Anna: I agree that there are too many characters to keep straight, and recalling who shot whom and for what reason seems impossible a day after seeing the film. Its backbone is in the humor, some of which garnered a genuine chuckle from myself, and more seemed to tickle our fellow audience members. Having a film that’s set almost in its entirety in one location is a smart move budget-wise, as long as your script has the energy to stay away from monotony. At 90 minutes, Free Fire manages to keep from feeling too long, and the quick wit and snappy one-liners flying from side to side keeps everyone on their toes along with the rapid gunfire and occasional explosion. It misses the mark on having any real grit. While there’s no shortage of blood and profanity, it does feel as you said, Tarantino-lite. Hands down, my favorite character was Vernon with his sweet ’stache and blue disco suit, scrambling from henchman to henchman trying to convince someone to retrieve the briefcase of cash. He had me laughing, which I think is the whole point of this film—that and everything that can go wrong with an arms deal inevitably will.
Glen: You’re right on about the single-set costs. The film’s budget was a scant $10 million—pocket change in today’s average $200 million blockbuster budgets. That said, its opening weekend brought in a hair more than $1 million. Maybe it will pick up. The film’s got a 66 percent critics’ rating on rottentomoatoes.com. And as you note, Murphy’s Law is certainly at work in the story. What adds to the absurdity is why it all goes wrong so quickly: Two of the opposing henchmen had an unconnected-to-the-deal altercation the night before, and when they see each other, tensions quickly escalate. Interestingly, most of these guys are terrible shots, and all of them are pretty good at taking a bullet. They all get wounded and scuttle around on the dirty warehouse floor shooting at each other. I have to say, I appreciate this mayhem to the choreographed nonsense we frequently see when the hero can shoot on the run and never miss. Is there a moral to this story? Maybe. Violence begets violence (Matthew 26:52). There’s no honor among thieves (Proverbs 29:24). These are not exactly groundbreaking revelations, but Free Fire definitely has a better sense of humor about it than the Bible.
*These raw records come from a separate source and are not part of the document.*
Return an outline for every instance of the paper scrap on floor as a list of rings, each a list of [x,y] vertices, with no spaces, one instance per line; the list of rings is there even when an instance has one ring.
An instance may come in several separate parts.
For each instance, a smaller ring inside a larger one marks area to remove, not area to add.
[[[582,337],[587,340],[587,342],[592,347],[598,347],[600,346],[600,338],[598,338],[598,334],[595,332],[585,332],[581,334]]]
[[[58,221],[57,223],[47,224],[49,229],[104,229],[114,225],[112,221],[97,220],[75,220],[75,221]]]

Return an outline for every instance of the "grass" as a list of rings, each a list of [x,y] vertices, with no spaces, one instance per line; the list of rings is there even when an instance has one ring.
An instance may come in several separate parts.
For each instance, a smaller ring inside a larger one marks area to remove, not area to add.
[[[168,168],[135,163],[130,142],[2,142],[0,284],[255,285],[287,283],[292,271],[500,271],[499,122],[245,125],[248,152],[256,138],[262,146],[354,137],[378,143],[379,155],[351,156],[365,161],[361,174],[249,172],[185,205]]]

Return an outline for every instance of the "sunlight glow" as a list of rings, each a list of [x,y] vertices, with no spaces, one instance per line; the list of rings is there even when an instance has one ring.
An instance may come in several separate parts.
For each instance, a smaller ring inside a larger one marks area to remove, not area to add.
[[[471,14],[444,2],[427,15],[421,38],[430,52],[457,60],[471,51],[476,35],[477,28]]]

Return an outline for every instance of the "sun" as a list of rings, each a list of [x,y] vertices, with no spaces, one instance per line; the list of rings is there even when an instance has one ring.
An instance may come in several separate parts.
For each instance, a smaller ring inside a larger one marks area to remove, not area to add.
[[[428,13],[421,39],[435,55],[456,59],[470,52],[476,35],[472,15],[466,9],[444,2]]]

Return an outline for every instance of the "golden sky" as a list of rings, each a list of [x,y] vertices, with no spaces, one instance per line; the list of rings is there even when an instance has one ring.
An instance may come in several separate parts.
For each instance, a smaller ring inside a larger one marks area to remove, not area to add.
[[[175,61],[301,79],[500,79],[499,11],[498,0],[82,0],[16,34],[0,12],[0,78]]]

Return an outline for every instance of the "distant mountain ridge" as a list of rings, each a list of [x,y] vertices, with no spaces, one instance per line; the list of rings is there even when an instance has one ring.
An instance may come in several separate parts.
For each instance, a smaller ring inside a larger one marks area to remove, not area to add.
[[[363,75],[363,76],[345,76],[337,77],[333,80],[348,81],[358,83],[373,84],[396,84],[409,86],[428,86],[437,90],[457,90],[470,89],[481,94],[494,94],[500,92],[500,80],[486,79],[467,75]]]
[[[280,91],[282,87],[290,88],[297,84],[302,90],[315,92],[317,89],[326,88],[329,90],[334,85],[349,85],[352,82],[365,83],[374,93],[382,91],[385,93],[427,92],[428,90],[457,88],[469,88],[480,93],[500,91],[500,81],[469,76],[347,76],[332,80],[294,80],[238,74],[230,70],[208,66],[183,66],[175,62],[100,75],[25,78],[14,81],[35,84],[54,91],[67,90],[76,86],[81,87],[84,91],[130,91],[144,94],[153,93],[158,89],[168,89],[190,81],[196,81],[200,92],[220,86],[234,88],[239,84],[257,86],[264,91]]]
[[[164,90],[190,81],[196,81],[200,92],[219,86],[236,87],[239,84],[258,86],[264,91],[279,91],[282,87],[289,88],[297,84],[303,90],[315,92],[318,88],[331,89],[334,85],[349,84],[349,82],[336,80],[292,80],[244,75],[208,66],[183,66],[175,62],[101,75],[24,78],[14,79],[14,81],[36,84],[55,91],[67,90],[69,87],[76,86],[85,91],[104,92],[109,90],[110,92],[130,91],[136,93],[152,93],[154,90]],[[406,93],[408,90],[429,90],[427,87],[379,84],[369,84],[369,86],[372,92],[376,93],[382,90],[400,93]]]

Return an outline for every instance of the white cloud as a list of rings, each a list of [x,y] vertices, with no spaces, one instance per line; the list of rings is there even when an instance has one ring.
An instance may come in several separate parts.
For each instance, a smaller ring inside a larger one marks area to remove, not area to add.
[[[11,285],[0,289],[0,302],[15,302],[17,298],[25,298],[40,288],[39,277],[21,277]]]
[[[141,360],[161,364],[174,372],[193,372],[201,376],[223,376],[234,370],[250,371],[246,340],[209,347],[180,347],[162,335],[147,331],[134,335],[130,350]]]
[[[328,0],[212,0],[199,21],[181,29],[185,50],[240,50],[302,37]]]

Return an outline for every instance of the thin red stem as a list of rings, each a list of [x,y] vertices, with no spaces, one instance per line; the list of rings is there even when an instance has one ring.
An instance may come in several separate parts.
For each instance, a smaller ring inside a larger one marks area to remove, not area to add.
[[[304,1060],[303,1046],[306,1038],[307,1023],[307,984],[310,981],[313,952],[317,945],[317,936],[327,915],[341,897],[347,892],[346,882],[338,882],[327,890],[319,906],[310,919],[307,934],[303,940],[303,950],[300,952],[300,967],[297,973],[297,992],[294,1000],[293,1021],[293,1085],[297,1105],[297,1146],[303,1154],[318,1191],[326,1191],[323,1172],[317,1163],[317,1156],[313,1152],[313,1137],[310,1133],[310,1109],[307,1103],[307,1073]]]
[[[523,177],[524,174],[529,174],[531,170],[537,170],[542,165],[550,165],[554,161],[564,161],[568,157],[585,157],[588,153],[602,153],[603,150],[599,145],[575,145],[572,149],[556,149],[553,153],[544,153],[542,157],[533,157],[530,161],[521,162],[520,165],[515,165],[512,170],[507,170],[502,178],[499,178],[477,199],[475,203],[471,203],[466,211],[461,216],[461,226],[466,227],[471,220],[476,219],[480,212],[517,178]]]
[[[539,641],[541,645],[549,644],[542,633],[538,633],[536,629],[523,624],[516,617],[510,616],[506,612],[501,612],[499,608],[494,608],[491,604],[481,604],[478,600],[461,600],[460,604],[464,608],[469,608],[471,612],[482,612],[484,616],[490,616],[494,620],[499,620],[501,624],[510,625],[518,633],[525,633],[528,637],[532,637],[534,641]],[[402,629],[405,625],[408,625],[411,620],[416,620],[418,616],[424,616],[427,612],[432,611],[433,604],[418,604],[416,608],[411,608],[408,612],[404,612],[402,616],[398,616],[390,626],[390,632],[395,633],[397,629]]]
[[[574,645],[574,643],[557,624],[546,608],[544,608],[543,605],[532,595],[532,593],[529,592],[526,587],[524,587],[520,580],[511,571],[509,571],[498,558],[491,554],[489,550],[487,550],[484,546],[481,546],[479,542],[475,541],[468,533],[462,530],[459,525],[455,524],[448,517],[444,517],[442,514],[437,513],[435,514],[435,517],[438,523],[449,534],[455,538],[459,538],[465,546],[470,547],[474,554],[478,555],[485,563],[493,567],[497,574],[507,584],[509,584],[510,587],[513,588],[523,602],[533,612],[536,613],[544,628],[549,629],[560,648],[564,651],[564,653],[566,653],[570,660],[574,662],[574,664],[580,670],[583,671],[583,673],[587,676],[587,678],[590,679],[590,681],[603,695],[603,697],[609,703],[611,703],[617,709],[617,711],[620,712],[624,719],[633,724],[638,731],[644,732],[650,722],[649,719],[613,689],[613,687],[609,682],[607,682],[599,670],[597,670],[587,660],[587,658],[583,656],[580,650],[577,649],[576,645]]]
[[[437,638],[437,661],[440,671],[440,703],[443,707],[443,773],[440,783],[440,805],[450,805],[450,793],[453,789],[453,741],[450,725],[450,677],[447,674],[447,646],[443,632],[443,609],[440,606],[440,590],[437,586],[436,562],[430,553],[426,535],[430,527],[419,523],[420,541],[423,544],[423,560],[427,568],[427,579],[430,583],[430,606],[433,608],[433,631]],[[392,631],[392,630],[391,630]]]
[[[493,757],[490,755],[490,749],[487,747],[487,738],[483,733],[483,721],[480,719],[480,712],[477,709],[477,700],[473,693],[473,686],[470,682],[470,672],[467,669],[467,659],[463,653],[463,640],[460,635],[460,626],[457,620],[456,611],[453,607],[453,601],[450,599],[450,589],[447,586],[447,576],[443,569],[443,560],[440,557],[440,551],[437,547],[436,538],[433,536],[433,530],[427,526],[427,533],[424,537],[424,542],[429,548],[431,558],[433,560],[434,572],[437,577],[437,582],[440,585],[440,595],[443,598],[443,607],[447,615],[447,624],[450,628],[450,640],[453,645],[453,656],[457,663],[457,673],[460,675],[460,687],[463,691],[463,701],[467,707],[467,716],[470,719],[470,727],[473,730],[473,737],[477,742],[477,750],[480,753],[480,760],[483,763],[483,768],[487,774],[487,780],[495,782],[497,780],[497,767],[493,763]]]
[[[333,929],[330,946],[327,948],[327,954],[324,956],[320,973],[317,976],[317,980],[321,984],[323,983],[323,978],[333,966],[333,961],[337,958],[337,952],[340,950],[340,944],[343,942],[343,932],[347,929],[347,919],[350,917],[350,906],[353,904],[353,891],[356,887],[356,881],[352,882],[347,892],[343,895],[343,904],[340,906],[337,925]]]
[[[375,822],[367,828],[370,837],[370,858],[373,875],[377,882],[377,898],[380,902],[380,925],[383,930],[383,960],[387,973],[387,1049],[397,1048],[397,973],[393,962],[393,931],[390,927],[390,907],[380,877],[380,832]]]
Anna: Free Fire doesn’t let everyone win; in fact, quite the opposite. No one’s walking out of this gunfight unscathed, and a bullet wound or two is actually pretty lucky in the long run. Blood, sweat, and dirt continuously mix and stick to everyone and everything, and by the end everyone is a tattered and filthy mess. After a particularly wild explosion involving propane tanks, Vernon starts to wrap himself in cardboard armor, which he claims is his “protection from infection.” These little absurd moments are a reminder not to take the film too seriously; it’s supposed to be a funny, filthy, shoot-’em-up ’70s-style ride, with a mess of characters that are all pretty sleazy. While I wouldn’t stretch so far as to say Free Fire is trying to teach its audience a moral lesson, the themes you mentioned are definitely present. I don’t want to spoil who gets away with what and who doesn’t, but the film is nothing but action until the very end. Is it worth 90 minutes in front of the big screen? If what you want is a lot of gunfire and some zingy dialogue, then maybe so. Personally, I think I could’ve waited to catch this one when it makes its way to Redbox or a streaming service. It’s worth seeing, but maybe not worth the price of a theater ticket.